I have been working on a painting, a large-ish layered oil painting.
The whole thing is a bit of a color experiment and it still needs a lot of work.
But my clouds are coming along nicely- I did a lot of work on them last night.
Here is a detail of the upper right corner of the painting (oil on panel):
It is still very wet and I have to wait a few days before continuing.
This is fine though because this painting needs a lot of thinking. It needs to sit while I problem-solve.
Today I went to Jackie's for tea, which was lovely.
Another friend of ours came up in conversation and Jackie asked if I saw something she posted, which I had not so when I went to check I discovered I had been unfriended.
I'm trying to wrap my head around it because absolutely nothing happened.
We haven't been in touch much lately, because she has a whole new group of friends she has been hanging around with and I gave up on keeping in touch other than Facebook because I never got a response. I know the unfriending has been very recent.

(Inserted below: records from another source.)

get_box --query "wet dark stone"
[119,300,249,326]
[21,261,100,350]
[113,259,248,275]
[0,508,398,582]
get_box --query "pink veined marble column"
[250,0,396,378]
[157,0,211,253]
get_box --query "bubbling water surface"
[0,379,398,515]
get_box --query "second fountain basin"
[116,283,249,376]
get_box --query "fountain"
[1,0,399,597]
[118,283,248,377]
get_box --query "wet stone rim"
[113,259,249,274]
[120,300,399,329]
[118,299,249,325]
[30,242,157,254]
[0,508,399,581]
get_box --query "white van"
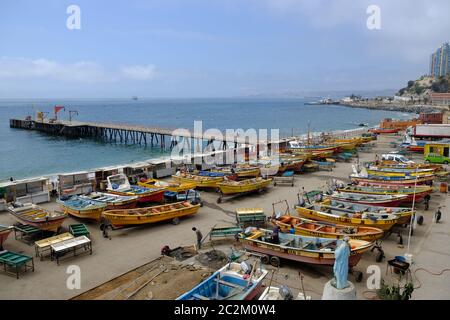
[381,153,414,164]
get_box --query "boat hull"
[0,227,13,248]
[273,217,384,242]
[218,179,272,195]
[60,206,105,221]
[172,175,223,189]
[102,202,201,228]
[10,214,65,232]
[241,240,365,267]
[336,186,432,204]
[295,206,396,231]
[352,176,433,187]
[108,189,165,203]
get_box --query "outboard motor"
[279,285,294,300]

And now I have been unfriended (??) and have also found out she has apparently resumed friendship with one of the close friends I lost in 2015.....and this person she resumed friendship with told me several times she didn't even like her very much!

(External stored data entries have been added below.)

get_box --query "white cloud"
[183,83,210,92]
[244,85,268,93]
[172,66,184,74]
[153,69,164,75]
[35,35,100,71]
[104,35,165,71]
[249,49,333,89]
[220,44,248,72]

This is stirring up a lot of not-good feelings for me, mostly a lot of hurt and sadness.
People like to talk about others a lot and they never look in the mirror.

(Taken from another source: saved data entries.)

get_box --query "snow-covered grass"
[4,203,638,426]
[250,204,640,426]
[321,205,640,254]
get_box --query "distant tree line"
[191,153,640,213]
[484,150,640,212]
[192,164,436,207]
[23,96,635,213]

It's always someone else's fault, and they never look at how they themselves are treating people.
Those are the people you have to watch, because they will always turn on you eventually, too.
Or they do and say things that break relationships and they reconcile it in their own mind, and then want to act like nothing happened because they got over it...in their mind...without ever resolving or apologizing with the person they said terrible things to. And then, somehow, there's something wrong with me for not acting like nothing happened.
Daya was also hurt by those events.
I know the above saying is true but it still hurts and I feel very sad.
I wish I was the kind of person people wanted to stay friends with and keep around.